Issues surrounding gun shows at the state-owned facility have raged for years with strong opinions on both sides of the issue.

“Unfortunately, the United States experiences far more gun violence per person than virtually every other modern industrialized country in the world,” Bennett said in a news release. “And what accounts for this? The United States has one of the most pervasive gun cultures in the world supported by a powerful gun lobby. Gun shows at the Fairgrounds enhance this.”

Monarchs named a threatened species

Migratory monarch butterflies have been added to the Red List of Threatened Species by the International Union for the Conservation of Nature (IUCN).

 Native populations of the orange and black butterflies known for their migration through Ventura County have shrunk between 22% and 72% over the last decade, according to IUCN scientists. Anna Walker led the assessment for the IUCN.

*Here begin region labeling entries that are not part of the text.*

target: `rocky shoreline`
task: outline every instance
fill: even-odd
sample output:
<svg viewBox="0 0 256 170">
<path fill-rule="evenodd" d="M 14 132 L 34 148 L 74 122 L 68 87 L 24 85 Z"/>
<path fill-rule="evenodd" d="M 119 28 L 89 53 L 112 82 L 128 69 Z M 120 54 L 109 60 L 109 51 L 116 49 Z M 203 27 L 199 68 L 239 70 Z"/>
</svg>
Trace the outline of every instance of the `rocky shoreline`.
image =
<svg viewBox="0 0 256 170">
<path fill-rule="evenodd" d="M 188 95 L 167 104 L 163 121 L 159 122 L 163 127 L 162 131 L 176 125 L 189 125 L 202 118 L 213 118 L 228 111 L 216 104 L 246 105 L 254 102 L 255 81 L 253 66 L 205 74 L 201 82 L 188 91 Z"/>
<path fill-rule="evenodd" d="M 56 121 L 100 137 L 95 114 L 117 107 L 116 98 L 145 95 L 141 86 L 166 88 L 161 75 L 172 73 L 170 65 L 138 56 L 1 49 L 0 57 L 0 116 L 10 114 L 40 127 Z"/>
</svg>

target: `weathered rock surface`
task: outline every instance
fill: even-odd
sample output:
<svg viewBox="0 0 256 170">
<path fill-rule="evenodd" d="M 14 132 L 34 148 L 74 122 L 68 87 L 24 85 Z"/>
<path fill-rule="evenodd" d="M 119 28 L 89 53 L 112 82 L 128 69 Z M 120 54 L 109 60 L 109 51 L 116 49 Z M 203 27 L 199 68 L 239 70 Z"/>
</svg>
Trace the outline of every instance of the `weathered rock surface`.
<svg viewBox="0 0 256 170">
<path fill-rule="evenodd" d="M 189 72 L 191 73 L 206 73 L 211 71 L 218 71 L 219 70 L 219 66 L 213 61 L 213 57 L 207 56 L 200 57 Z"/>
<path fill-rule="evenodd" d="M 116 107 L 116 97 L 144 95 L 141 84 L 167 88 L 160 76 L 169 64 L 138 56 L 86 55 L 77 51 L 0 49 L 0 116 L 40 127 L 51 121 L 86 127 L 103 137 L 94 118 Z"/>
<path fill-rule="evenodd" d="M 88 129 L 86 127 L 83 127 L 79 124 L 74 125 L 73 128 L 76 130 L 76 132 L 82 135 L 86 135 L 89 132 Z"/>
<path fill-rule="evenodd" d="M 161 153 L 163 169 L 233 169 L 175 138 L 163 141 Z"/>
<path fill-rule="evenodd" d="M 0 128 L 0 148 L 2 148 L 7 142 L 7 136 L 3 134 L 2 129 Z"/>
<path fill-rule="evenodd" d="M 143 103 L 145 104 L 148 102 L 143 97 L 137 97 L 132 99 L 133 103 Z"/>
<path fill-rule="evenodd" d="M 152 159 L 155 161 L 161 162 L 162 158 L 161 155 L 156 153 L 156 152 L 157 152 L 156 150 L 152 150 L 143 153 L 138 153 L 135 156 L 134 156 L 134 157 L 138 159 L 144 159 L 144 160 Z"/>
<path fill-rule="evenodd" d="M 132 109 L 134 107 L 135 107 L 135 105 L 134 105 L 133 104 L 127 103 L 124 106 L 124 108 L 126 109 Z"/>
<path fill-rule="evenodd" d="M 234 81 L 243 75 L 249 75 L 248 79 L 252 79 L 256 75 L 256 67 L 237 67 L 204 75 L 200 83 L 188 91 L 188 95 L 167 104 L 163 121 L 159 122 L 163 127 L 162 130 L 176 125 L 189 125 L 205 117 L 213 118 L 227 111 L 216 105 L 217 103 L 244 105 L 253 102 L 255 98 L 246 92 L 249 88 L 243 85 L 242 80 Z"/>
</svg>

“It is difficult to watch monarch butterflies and their extraordinary migration teeter on the edge of collapse, but there are signs of hope,” Walker said in a news release. “So many people and organizations have come together to try and protect this butterfly and its habitats. From planting native milkweed and reducing pesticide use to supporting the protection of overwintering sites and contributing to community science, we all have a role to play in making sure this iconic insect makes a full recovery.”

Seventh Tree Farms workers’ rights upheld

The Agricultural Labor Relations Board (ALRB) has resolved unfair labor practice charges against Oxnard’s Seventh Tree Farms.

The charges alleged that the company failed to pay for work that was completed and did not provide drinking water and bathrooms for the workers. The company was also accused of threatening to call the sheriff after workers complained.

In a July 12 settlement agreement, the company agreed to uphold the rights of farm workers who speak out about working conditions. 

Company supervisors will also receive new training from ALRB agents, according to a news release.

Library to get AC

Ventura’s E.P. Foster library will soon have air condoning for the first time.

The 60-year-old downtown library currently has only heat and ventilation systems and will be used as a cooling center for residents after air conditioning is installed.

Ventura Mayor Sofia Rubalcava said she was happy to hear about the improvements paid for by federal funding.  “These funds will allow us to provide a much-needed AC system that will enhance the health and safety of this vital community facility.”

The project was announced in a news release from Congressmember Salud Carbajal, who took credit for securing $750,000 for the project. Carbajal also announced that $1,000,000 will be spent to install new stairs to the popular Mondo’s Cove beach in the Rincon area.

Turnbow joins CSUCI

Officials at California State University Channel Islands have chosen a new vice president for student affairs.

Ford Turnbow earned her doctorate in Sociology from Wayne State University in Michigan, specializing in gender and work in higher education, according to a university news release.

“I am immensely excited about serving as the next Vice President for Student Affairs and looking forward to joining the CSUCI team,” Turnbow said via press release. “There is immense opportunity for growth on critical initiatives and I am humbled to be able to contribute to the efforts across the campus.”

CSUCI President Richard Yao said Turnbow has a reputation as a natural collaborator. “Through her educational background in student affairs and her participation and leadership opportunities in professional associations in the field, her demonstrated successes in walking the talk of diversity, equity, and inclusion in higher education, her track record of building and nurturing effective cross-divisional and community partnerships, and more, Dr. Ford Turnbow brings much to the role of Vice President for Student Affairs,” Yao said.